Kate Chopin Quotes

Kate Chopin

Kate Chopin (, also US: ; born Katherine O'Flaherty; February 8, 1850 – August 22, 1904) was an American author of short stories and novels based in Louisiana. She is considered by scholars to have been a forerunner of American 20th-century feminist authors of Southern or Catholic background, such as Zelda Fitzgerald, and she is one of the more frequently read and recognized writers of Louisiana Creole heritage. She is best known today for her 1899 novel The Awakening. Of maternal French and paternal Irish descent, Chopin was born in St. Louis, Missouri. She married and moved with her husband to New Orleans. They later lived in the country in Cloutierville, Louisiana. From 1892 to 1895, Chopin wrote short stories for both children and adults that were published in national magazines, including Atlantic Monthly, Vogue, The Century Magazine, and The Youth's Companion. Her stories aroused controversy because of her subjects and her approach; they were condemned as immoral by some critics. Her major works were two short story collections and two novels. The collections are Bayou Folk (1894) and A Night in Acadie (1897).

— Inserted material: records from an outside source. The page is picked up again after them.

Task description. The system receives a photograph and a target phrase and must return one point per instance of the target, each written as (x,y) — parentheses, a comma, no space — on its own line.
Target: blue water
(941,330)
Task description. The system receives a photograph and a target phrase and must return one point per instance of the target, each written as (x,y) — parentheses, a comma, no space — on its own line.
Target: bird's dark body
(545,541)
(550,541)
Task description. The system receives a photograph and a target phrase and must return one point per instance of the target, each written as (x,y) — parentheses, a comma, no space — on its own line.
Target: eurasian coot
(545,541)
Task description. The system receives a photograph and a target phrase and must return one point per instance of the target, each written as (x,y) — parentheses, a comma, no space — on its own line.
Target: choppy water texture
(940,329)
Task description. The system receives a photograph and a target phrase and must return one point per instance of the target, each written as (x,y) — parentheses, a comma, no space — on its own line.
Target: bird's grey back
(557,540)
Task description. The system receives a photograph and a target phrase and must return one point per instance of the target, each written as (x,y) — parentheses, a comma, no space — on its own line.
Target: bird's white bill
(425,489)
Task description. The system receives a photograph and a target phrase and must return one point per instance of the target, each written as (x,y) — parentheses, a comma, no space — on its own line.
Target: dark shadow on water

Her important short stories included "Désirée's Baby" (1893), a tale of miscegenation in antebellum Louisiana, "The Story of an Hour" (1894), and "The Storm" (written 1898, first published 1969). ("The Storm" is a sequel to "At the Cadian Ball (1892)," which appeared in Bayou Folk, her first collection of short stories.)Chopin also wrote two novels: At Fault (1890) and The Awakening (1899), which are set in New Orleans and Grand Isle, respectively. The characters in her stories are usually residents of Louisiana, and many are Creoles of various ethnic or racial backgrounds. Many of her works are set in Natchitoches in north-central Louisiana, a region where she lived. Within a decade of her death, Chopin was widely recognized as one of the leading writers of her time. In 1915, Fred Lewis Pattee wrote "some of [Chopin's] work is equal to the best that has been produced in France or even in America. [She displayed] what may be described as a native aptitude for narration amounting almost to genius."